ECLI:NL:CRVB:2010:BM4920
Centrale Raad van Beroep
- Hoger beroep
- Rechtspraak.nl
Terugvordering van onverschuldigd betaalde kinderbijslag en boete door de Sociale verzekeringsbank
In deze zaak heeft de Centrale Raad van Beroep op 12 mei 2010 uitspraak gedaan in het hoger beroep van appellante, die in beroep ging tegen een beslissing van de rechtbank Amsterdam. De zaak betreft de terugvordering van onverschuldigd betaalde kinderbijslag door de Sociale verzekeringsbank (Svb) en de oplegging van een boete aan appellante. De Svb had op 3 februari 2006 besloten de kinderbijslag voor de dochter van appellante met ingang van 23 maart 2003 te beëindigen, omdat appellante vanaf die datum in Engeland werkzaam was en niet meer verzekerd was onder de Algemene Kinderbijslagwet (AKW). Appellante heeft geen bezwaar gemaakt tegen dit besluit, waardoor het in rechte vaststond dat de Svb onverschuldigd kinderbijslag had betaald.
De Svb heeft vervolgens op 17 november 2006 de onverschuldigd betaalde kinderbijslag van € 1.986,41 teruggevorderd en een boete van € 209,- opgelegd, omdat appellante haar werkzaamheden in Engeland niet tijdig had gemeld. De rechtbank heeft het beroep van appellante ongegrond verklaard, waarna zij in hoger beroep ging. Appellante voerde aan dat het niet tijdig doorgeven van wijzigingen haar niet verweten kon worden, omdat er misbruik was gemaakt van haar identiteitspapieren.

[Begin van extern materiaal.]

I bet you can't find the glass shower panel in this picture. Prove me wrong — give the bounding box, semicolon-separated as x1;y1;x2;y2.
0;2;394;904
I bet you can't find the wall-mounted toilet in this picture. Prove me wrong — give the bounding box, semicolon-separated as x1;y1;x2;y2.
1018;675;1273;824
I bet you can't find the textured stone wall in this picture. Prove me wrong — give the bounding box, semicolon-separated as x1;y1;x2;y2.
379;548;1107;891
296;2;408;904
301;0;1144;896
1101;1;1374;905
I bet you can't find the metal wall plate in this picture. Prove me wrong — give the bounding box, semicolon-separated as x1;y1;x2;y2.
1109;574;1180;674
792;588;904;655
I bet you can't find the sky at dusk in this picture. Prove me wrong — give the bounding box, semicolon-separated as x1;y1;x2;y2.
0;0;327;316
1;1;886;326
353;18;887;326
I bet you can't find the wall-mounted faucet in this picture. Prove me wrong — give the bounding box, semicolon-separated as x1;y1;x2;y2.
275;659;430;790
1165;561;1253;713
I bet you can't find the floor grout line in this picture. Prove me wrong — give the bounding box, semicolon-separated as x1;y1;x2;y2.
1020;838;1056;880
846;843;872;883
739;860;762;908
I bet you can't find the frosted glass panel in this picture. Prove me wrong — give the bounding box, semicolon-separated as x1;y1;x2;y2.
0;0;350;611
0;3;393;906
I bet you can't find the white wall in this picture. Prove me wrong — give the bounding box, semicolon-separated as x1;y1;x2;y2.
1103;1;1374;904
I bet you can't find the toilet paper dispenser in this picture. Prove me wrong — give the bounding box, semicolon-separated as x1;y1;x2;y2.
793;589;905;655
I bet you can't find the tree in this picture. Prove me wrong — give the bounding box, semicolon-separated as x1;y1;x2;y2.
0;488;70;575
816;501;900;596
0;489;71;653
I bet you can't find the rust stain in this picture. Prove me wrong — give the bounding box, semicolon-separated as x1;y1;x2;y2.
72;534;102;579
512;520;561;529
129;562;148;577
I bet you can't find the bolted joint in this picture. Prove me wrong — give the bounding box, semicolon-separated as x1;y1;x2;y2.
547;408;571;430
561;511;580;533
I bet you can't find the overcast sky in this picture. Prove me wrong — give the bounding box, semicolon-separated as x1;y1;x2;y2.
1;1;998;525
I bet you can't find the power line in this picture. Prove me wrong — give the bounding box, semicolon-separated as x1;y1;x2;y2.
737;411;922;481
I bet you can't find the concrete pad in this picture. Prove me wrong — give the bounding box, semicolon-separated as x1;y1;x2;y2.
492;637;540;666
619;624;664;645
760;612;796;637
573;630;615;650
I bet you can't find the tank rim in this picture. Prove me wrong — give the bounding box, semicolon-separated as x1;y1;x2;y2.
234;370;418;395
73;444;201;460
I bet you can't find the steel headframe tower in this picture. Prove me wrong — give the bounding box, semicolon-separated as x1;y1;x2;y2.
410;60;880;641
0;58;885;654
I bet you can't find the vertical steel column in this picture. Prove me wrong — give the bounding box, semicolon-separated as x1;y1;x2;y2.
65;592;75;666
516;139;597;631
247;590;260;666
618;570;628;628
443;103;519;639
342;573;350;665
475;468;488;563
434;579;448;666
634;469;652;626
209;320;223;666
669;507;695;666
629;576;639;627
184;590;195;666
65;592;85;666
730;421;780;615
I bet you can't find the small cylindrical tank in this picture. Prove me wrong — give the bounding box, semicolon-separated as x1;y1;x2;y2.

Tijdens de zitting heeft de Svb aangegeven dat de boete niet wordt gehandhaafd, omdat niet kon worden vastgesteld of appellante een verwijt kon worden gemaakt. De Raad overweegt dat de Svb op grond van artikel 24 van de AKW verplicht is tot terugvordering van onverschuldigd betaalde kinderbijslag, tenzij er dringende redenen zijn om hiervan af te zien. De Raad concludeert dat er geen dringende redenen zijn en bevestigt de terugvordering. De boete wordt echter vernietigd, en het primaire besluit van de Svb wordt herroepen voor zover het de boete betreft. De uitspraak van de rechtbank wordt voor het overige bevestigd, en de Svb moet het griffierecht aan appellante vergoeden.